Singkatnya ia adalah seorang purnawirawan di sebuah instansi militer. Namanya telah cukup di kenal dikalangan militer pada saat ia bertugas dahulu. Dia mulai menggekuti pekerjaannya semenjak dikirim di papua, hingga kembali lagi ke jawa, tepatnya di Provinsi Jawa Timur. Lama ia mengabdi untuk negaranya beberapa puluh tahun, setelah itu ia pensiun karena faktor usia.
Semenjak dahulu sebelum memasuki dunia instansi militer, ia dikenal di kampungnya sebagai anak petani yang gigih. Ia sudah kerap kali berhubungan dengan perihal dunia pertanian dan pertenakan. Hal ini memang umum bagi masysrakat yang tinggal di desa. Dua kali ia mendaftar instansi militer baru diterima secara sah menjadi anggota militer di indonesia.

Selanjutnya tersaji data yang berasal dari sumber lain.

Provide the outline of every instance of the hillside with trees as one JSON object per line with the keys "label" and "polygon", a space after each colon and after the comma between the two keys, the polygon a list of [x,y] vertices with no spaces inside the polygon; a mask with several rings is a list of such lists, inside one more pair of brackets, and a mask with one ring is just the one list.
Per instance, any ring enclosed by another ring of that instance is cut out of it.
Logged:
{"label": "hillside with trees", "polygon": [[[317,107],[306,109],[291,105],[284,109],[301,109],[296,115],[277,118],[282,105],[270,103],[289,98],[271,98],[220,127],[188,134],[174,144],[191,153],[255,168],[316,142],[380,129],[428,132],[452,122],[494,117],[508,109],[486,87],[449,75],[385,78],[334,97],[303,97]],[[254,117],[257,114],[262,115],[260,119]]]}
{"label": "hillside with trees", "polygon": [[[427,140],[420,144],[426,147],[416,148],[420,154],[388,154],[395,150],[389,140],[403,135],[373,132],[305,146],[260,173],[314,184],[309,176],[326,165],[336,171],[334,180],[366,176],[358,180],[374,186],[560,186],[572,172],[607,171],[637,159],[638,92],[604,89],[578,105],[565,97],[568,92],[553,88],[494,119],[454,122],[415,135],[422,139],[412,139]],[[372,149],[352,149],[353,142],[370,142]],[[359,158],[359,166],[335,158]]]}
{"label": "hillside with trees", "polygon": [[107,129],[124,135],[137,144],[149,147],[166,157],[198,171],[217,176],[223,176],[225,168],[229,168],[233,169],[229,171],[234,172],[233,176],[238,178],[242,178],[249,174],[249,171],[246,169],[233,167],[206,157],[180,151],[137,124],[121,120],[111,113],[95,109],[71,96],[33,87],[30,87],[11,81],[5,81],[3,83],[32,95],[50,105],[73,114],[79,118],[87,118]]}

Singkat cerita setelah ia menjadi pensiun dari segala hal yang berbau militer, ia putuskan menjadi peternak. Ia tinggalkan segala jabatan serta kehormatannya sebagai prajurit, bahkan ia tak mau mengakui sebagai mantan prajurit, untuk membuktikan bahwa ia tidak mengandalkan segala jabatannya dahulu.
Pada siang yang terik ia berangkat menuiu lapangan kosong untuk mencari rumput, dengan wajah tuanya nan gigih serta peralatan yang dia gunakan, ia hayati pekerjaan itu. Namun di siang itu ada seseorang yang lewat didepannya dengan mengatakan "Min lagi ngarit to". Seketika ia naik pitam, namun ia jawab dengan lembut "nggih pak", ia tutupi kemarhannya dengan senyum ramah. Sang pengguna jalan itu hilang tanpa jejak lagi.
Baginya semua pekerjaan tidak ada yang hina, sejauh kita tidak merugikan orang lain. Namun bagi pengguna jalan yang lewat tersebut, pekerjaan mencari rumput atau istilahnya "ngarit", itu pekerjaan hina serta rendahan. Padahal ia bisa menjawab dengan lantang, serta memperkenalkan dirinya sebagai mantan prajurit yang juga melindungi keamanan si pengguna jalan tersebut, namun kiranya pengguna jalan tersebut kurang mengerti tentang saling menghargai satu sama lainnya. Ia dengan entengnya mengatakan hal hina itu didepan mantan prajurit. Tujuannya entah bercanda atau basa-basi, semua hal itu tetap tidak bisa diterima.Â
Min atau yang aslinya paimin, atau nama paijo adalah panggilan ejekan untuk orang-orang Jawa khususnya. Panggilan ini dinisbahkan kepada orang Jawa yang kolot, ndeso, kampungan dll. Padahal hakikatnya nama pemberian orang tua, walau seburuk apapun tetaplah nama. Istilahnya itulah nama seseorang manusia yang hidup, bernafas serta memiliki hak kemanusiaannya sendiri.Â
Pengguna jalan itu tak mengenal orang tersebut, namanya juga bukan paimin, namun dengan entengnya berani mengucapkan hak tersebut. Sungguh ironis sekali, apakah pemikiran sebagian masyarakat masih seperti ini? Memandang pekerjaan itu hina atau itu tidak hina, sungguh orang yang tidak menghargai manusia secara seutuhnya. Bahwasanya ia sebagai manusia juga membutuhkan orang lain, serta banyak hal remeh yang masih membutuhkab orang lain.
Ketika di rumah sang purnawirawan bercerita dengan keluarganya serta mengatakan hak seperti ini,
"HIna-hinanya pekerjaan itu ngarit atau mencari rumput ya", katanya.
Sebuah tanggapan yang juga singkat namun, menyiratkan kesedihan serta kekecewaan yang mendalam itu keluar.